On se détacherait dès lors d'une volonté d'insertion de l'artiste par la diffusion d'œuvres pour tomber dans l'art pour l'art, l'art comme une fin en soi. Le Bon Accueil ne le conçoit pas comme ça : « Nous sommes en contact avec des personnes qui nous passent parfois des commandes pour des expositions. Récemment la Compagnie Générale des Eaux nous a contactés pour leur recommander des artistes qui accepteraient de louer leurs œuvres pour leurs nouveaux locaux. Ça peut mener à une vente…  »

N'empêche que le Bon Accueil gagnerait à ouvrir davantage ses portes. « Le débat autour du statut de l'artiste ne devrait pas se faire qu'entre les artistes. Ils gagnerait en ouverture si des personnes d'horizons plus larges se joignaient à l'association ou venaient », pense Virginie.

Mais cette ouverture signifierait peut-être aussi une inflexion du label « art contemporain » que revendique le Bon Accueil, et l'apparition d'autres conceptions du rôle de l'artiste dans la société ou la cité que celle défendue par l'association. Or entre les partisans de l'esthète total à ceux de l'artiste artisan (objets d'art), en passant par les fonctionnalistes (celui qui utilise son art comme habillage de façades ou d'espaces publics préconçus) les débats sont loin d'être taris.
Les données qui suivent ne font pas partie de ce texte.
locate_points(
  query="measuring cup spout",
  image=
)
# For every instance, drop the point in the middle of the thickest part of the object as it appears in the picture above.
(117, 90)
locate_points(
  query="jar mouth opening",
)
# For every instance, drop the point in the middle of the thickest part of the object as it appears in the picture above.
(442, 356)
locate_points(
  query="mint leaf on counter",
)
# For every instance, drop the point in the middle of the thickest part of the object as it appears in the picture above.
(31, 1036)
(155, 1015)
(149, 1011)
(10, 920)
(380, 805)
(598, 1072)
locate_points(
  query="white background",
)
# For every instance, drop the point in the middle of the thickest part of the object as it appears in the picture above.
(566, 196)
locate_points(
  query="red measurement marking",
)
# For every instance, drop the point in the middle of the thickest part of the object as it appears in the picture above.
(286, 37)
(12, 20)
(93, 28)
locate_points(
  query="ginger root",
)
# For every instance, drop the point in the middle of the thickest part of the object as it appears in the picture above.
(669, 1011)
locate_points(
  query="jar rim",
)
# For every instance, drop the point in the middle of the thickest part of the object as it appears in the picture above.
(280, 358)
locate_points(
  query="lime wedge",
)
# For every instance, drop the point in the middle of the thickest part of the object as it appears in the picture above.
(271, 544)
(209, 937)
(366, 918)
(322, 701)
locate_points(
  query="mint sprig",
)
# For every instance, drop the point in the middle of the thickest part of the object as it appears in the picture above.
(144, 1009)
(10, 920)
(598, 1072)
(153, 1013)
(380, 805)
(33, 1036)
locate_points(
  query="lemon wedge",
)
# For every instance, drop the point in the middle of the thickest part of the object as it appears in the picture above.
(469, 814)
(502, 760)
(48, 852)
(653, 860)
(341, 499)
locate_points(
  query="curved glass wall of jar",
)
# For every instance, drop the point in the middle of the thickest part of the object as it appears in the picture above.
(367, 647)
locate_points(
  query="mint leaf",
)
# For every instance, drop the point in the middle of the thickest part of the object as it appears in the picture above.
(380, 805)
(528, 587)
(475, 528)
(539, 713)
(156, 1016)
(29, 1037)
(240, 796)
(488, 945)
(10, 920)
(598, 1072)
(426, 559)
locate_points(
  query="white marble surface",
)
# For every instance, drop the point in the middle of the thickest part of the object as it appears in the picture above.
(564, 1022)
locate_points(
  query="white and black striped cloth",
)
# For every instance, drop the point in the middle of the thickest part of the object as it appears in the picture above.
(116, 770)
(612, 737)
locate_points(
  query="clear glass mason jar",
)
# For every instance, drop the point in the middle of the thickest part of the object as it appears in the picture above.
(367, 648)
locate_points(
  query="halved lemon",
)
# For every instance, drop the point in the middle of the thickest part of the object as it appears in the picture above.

Pourtant, c'est bien dans la diversité des intervenants et dans l'existence d'un lieu d'exposition permanent que les objectifs du Bon Accueil et du SEPA, à savoir « la rencontre des artistes pour échanger expériences et compétences » ainsi que « faire émerger une scène artistique3) », pourraient prendre tout leur sens et leur effectivité.

Virginie Jourdan

1) Lieu de prêt d'œuvres d'art ou d'objets artistiques.
2) Numéro d'immatriculation fiscale au répertoire SIRENE pour les factures ou déclarations de revenus.
3) Objectifs énoncés par Emmanuel Ropers, président du SEPA, Juvénal Quillet, directeur du Bon Accueil et Simon Artignan, exposant de « L'île manifeste » et co-fondateur du SEPA à l'occasion de la table ronde organisée à l'OSCR pour le numéro de mars 2001 de la revue Synergies, mensuelle de la vie associative rennaise.
particule/archives/3/flou_artistique_au_bon_accueil.txt · Dernière modification: 2019/01/07 11:13 (édition externe)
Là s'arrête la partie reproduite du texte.